Anti-racist feminists on the internet are writing about intersectional feminism and they aren’t doing it for academic clout. They’re writing when they want to scream from exhaustion, like Wardah Abbas of The Mango. She’s sick of having the same conversation with men about Muslim culture. Ezinne Ukoha is not okay with radio talk show hosts ignoring the deep-rooted divides that exist in the black womxn comedic sphere. We write about these topics because we want better than good relationships with men. We want to be intimate with men, outside of the bedroom. Real intimacy. We want to create futures with men, but what needs to happen before the message of RESPECT is cemented into the culture? I reckon another shooting, one of a 25-year-old womxn scared to death at 4 a.m., sitting in the passenger seat of a car belonging to a man she thought she knew. And her trauma was televised on TMZ, for all the world to criticize.

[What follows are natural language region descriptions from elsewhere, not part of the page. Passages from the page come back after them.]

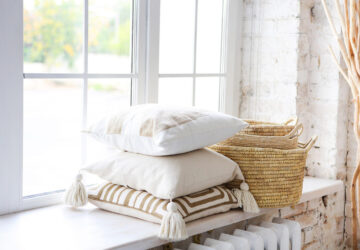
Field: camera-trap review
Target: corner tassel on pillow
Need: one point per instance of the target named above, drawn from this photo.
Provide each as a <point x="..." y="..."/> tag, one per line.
<point x="172" y="225"/>
<point x="76" y="195"/>
<point x="245" y="198"/>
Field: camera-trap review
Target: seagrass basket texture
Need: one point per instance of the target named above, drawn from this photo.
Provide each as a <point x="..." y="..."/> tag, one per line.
<point x="275" y="176"/>
<point x="269" y="128"/>
<point x="287" y="141"/>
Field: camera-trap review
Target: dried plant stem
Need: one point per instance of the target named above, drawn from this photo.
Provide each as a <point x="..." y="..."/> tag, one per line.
<point x="349" y="46"/>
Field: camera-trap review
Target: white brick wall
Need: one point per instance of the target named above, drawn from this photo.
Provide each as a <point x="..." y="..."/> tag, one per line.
<point x="287" y="70"/>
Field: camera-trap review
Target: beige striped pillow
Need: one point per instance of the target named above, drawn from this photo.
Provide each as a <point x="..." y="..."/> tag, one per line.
<point x="140" y="204"/>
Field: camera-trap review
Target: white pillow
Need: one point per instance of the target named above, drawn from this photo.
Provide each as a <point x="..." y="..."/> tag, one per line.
<point x="153" y="129"/>
<point x="167" y="177"/>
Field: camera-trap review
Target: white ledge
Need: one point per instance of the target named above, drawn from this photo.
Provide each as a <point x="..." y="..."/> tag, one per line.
<point x="60" y="227"/>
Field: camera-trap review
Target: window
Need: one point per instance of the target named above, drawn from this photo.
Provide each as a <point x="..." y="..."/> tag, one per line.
<point x="81" y="59"/>
<point x="78" y="64"/>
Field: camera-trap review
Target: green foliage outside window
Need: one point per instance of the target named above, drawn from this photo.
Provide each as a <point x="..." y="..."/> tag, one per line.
<point x="53" y="32"/>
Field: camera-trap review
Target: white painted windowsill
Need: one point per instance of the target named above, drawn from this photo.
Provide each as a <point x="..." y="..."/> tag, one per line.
<point x="60" y="227"/>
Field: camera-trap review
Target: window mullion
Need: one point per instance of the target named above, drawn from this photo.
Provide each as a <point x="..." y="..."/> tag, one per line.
<point x="195" y="48"/>
<point x="152" y="60"/>
<point x="85" y="79"/>
<point x="11" y="105"/>
<point x="138" y="87"/>
<point x="231" y="56"/>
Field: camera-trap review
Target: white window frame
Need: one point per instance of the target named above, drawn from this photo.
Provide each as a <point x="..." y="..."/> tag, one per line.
<point x="144" y="86"/>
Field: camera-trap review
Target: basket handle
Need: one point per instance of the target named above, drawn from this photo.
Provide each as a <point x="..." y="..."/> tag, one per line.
<point x="297" y="131"/>
<point x="307" y="146"/>
<point x="294" y="119"/>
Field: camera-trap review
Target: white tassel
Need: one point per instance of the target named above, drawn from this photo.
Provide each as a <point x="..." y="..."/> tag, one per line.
<point x="172" y="225"/>
<point x="245" y="198"/>
<point x="76" y="195"/>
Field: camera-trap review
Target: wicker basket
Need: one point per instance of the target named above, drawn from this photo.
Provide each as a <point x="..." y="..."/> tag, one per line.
<point x="275" y="176"/>
<point x="288" y="141"/>
<point x="268" y="128"/>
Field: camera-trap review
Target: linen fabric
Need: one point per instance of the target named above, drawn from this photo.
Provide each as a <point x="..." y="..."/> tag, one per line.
<point x="142" y="205"/>
<point x="154" y="129"/>
<point x="167" y="177"/>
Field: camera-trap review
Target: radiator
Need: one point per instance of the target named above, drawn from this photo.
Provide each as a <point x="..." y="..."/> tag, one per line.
<point x="280" y="234"/>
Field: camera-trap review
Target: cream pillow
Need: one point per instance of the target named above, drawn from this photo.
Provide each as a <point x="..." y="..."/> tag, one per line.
<point x="154" y="129"/>
<point x="167" y="177"/>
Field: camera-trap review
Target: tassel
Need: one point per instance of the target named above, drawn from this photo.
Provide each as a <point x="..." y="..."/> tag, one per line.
<point x="245" y="198"/>
<point x="76" y="195"/>
<point x="172" y="225"/>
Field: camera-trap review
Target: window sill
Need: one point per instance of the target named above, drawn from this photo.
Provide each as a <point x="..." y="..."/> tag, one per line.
<point x="60" y="227"/>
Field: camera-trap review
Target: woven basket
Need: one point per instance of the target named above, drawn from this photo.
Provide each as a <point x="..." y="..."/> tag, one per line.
<point x="275" y="176"/>
<point x="288" y="141"/>
<point x="269" y="128"/>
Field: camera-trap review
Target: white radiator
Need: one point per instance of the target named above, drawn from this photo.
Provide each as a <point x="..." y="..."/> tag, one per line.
<point x="281" y="234"/>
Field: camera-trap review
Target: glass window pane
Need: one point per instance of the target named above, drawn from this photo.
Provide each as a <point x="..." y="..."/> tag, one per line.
<point x="53" y="36"/>
<point x="207" y="93"/>
<point x="110" y="36"/>
<point x="52" y="138"/>
<point x="175" y="91"/>
<point x="177" y="22"/>
<point x="105" y="96"/>
<point x="208" y="49"/>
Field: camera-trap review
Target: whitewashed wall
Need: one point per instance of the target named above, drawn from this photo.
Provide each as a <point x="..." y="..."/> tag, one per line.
<point x="286" y="71"/>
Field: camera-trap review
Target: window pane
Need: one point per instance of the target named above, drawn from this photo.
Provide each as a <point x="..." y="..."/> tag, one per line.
<point x="207" y="93"/>
<point x="105" y="96"/>
<point x="177" y="22"/>
<point x="53" y="36"/>
<point x="175" y="91"/>
<point x="52" y="125"/>
<point x="208" y="47"/>
<point x="110" y="36"/>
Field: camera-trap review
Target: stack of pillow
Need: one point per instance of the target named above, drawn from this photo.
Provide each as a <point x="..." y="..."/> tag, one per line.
<point x="161" y="171"/>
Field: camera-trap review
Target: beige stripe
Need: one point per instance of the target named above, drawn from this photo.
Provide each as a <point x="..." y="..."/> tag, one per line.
<point x="201" y="193"/>
<point x="108" y="191"/>
<point x="115" y="190"/>
<point x="149" y="204"/>
<point x="127" y="199"/>
<point x="137" y="196"/>
<point x="120" y="195"/>
<point x="201" y="202"/>
<point x="144" y="200"/>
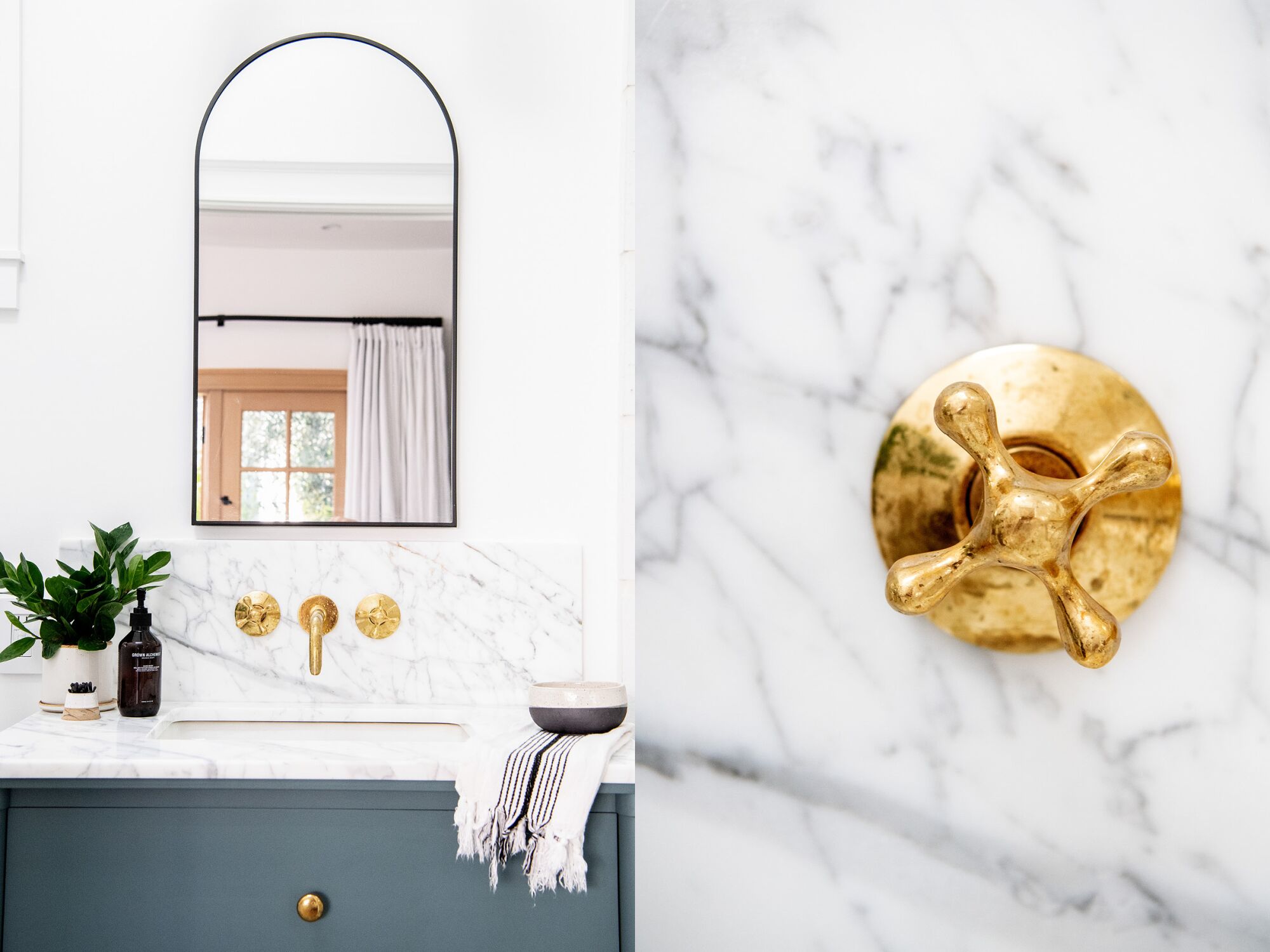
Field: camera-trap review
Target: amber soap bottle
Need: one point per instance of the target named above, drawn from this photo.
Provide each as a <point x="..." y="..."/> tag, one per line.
<point x="140" y="666"/>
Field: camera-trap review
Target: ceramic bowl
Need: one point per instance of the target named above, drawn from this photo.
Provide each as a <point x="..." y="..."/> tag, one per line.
<point x="578" y="706"/>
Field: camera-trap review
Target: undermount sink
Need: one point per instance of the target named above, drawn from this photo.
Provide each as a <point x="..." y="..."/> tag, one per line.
<point x="313" y="732"/>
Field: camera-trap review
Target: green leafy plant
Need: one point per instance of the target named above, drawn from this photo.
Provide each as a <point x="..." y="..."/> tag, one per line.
<point x="81" y="607"/>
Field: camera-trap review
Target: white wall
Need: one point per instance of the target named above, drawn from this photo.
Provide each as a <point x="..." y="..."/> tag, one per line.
<point x="96" y="367"/>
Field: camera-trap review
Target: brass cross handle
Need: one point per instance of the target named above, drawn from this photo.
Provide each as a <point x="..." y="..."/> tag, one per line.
<point x="1028" y="522"/>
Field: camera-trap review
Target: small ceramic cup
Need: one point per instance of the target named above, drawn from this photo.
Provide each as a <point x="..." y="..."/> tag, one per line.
<point x="578" y="706"/>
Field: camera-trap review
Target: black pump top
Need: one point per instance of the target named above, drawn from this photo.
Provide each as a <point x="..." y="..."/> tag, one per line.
<point x="140" y="618"/>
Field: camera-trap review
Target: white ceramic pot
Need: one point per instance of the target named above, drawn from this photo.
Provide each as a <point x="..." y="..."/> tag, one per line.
<point x="69" y="666"/>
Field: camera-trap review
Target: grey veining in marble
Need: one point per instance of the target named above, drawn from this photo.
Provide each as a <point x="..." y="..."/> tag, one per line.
<point x="481" y="623"/>
<point x="836" y="200"/>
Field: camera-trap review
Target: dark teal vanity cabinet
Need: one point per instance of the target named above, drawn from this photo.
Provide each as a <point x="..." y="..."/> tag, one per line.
<point x="220" y="865"/>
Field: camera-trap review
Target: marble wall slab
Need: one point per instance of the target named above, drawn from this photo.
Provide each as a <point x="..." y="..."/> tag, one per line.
<point x="838" y="199"/>
<point x="481" y="621"/>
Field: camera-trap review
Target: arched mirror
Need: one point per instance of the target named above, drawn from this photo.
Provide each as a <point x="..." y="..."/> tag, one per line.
<point x="324" y="291"/>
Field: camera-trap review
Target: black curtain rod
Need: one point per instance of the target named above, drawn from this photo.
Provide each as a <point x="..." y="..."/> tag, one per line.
<point x="396" y="322"/>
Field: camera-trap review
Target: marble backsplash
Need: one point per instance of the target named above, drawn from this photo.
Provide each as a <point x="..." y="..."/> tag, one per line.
<point x="481" y="623"/>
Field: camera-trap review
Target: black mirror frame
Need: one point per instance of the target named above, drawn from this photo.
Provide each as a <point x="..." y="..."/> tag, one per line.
<point x="454" y="364"/>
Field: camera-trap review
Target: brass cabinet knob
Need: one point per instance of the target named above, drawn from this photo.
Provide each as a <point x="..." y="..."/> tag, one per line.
<point x="257" y="614"/>
<point x="1015" y="510"/>
<point x="311" y="907"/>
<point x="378" y="616"/>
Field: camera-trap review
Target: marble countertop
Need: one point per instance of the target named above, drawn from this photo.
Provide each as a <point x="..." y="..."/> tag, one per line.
<point x="46" y="747"/>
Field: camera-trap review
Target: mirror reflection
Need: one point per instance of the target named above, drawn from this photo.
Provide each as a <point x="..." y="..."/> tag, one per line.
<point x="326" y="293"/>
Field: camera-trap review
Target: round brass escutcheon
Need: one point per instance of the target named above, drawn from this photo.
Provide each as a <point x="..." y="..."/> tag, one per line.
<point x="378" y="616"/>
<point x="311" y="907"/>
<point x="257" y="614"/>
<point x="330" y="614"/>
<point x="1060" y="414"/>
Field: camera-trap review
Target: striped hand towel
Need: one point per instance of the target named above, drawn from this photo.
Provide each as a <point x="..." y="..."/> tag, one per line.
<point x="530" y="791"/>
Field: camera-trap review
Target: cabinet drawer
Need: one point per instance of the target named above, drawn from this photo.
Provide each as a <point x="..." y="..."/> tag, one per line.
<point x="229" y="879"/>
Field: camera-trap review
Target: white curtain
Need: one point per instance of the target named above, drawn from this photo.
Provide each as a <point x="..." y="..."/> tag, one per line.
<point x="398" y="458"/>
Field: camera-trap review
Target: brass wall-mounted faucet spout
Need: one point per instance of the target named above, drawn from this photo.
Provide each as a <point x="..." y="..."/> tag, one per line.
<point x="319" y="616"/>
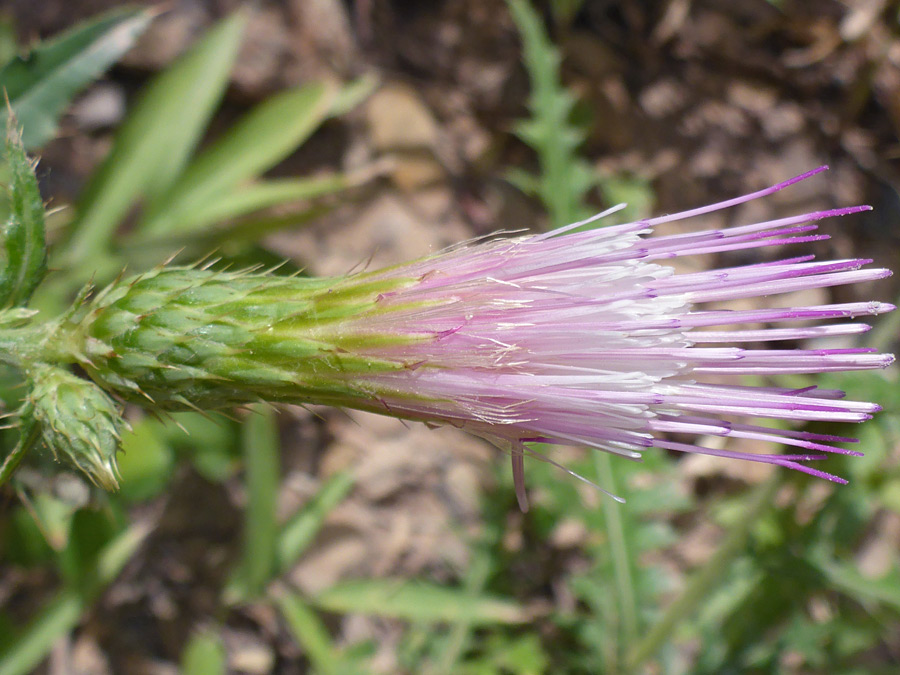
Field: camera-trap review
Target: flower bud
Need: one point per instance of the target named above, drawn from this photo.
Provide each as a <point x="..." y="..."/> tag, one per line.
<point x="78" y="421"/>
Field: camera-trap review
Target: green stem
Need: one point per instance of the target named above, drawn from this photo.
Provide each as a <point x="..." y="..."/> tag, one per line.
<point x="28" y="437"/>
<point x="704" y="579"/>
<point x="619" y="548"/>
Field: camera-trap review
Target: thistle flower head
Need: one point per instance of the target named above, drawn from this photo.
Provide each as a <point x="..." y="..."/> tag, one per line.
<point x="78" y="422"/>
<point x="574" y="337"/>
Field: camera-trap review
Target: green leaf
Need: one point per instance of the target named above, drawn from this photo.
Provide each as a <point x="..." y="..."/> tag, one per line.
<point x="311" y="634"/>
<point x="156" y="140"/>
<point x="263" y="195"/>
<point x="204" y="655"/>
<point x="261" y="458"/>
<point x="23" y="251"/>
<point x="62" y="614"/>
<point x="565" y="179"/>
<point x="298" y="533"/>
<point x="419" y="601"/>
<point x="40" y="85"/>
<point x="146" y="462"/>
<point x="265" y="136"/>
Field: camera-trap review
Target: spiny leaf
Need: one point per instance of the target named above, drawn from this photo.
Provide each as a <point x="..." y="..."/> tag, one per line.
<point x="41" y="84"/>
<point x="260" y="140"/>
<point x="155" y="141"/>
<point x="23" y="251"/>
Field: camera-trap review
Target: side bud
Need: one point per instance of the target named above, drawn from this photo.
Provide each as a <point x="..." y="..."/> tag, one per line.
<point x="77" y="421"/>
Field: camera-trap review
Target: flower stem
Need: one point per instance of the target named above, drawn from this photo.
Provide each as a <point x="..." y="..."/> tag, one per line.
<point x="619" y="547"/>
<point x="703" y="580"/>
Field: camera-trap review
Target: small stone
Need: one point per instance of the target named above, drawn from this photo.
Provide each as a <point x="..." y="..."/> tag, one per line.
<point x="398" y="119"/>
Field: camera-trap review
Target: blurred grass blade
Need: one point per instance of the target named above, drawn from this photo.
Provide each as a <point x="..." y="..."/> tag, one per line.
<point x="266" y="194"/>
<point x="565" y="177"/>
<point x="299" y="532"/>
<point x="311" y="634"/>
<point x="40" y="85"/>
<point x="204" y="655"/>
<point x="265" y="136"/>
<point x="154" y="143"/>
<point x="419" y="601"/>
<point x="23" y="251"/>
<point x="261" y="458"/>
<point x="62" y="615"/>
<point x="847" y="578"/>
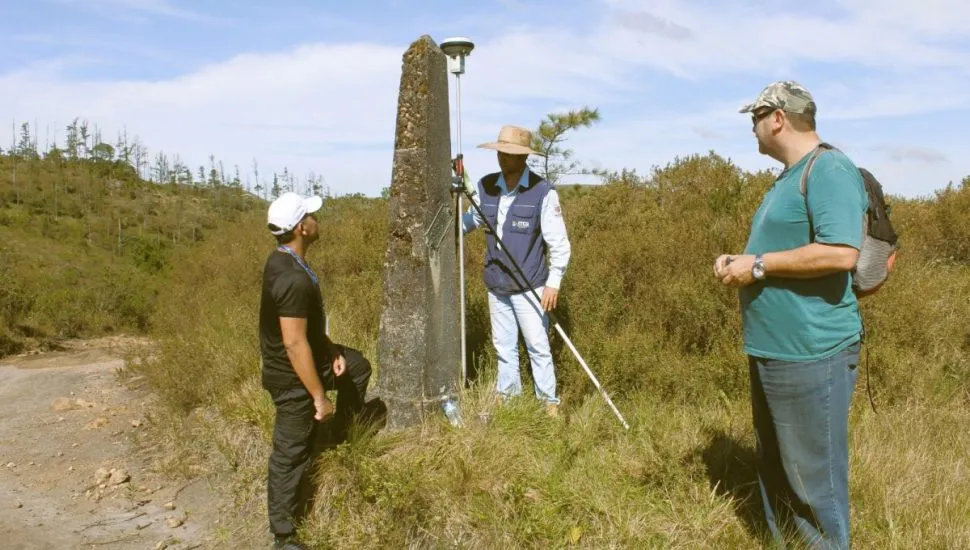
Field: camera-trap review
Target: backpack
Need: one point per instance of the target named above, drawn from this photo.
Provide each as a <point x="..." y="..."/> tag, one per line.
<point x="877" y="257"/>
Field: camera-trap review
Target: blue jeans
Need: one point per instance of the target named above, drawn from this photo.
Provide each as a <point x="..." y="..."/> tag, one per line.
<point x="509" y="314"/>
<point x="801" y="417"/>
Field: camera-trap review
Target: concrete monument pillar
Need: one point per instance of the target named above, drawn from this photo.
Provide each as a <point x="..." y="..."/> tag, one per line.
<point x="418" y="352"/>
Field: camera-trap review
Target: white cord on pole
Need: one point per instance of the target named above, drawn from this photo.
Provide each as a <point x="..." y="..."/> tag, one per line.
<point x="461" y="241"/>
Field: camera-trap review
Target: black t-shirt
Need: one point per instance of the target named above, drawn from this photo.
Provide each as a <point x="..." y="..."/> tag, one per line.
<point x="288" y="291"/>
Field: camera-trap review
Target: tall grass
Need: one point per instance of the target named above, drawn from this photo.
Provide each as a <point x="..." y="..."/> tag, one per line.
<point x="642" y="306"/>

I am so glad Megan spoke out about wanting people to fill a vacant space and then finding out they aren’t always the people in your corner. This goes for everyone working in entertainment. Who is in your list of contacts that you can call when you’re stranded somewhere? Or on the floor crying because of a panic attack? Who won’t feel burdened by your flawed existence? Who will praise you for working on yourself? Make sure your list is filled with those people and not just the people looking for a feature on your next album. Because if you never make it, they’ll be gone.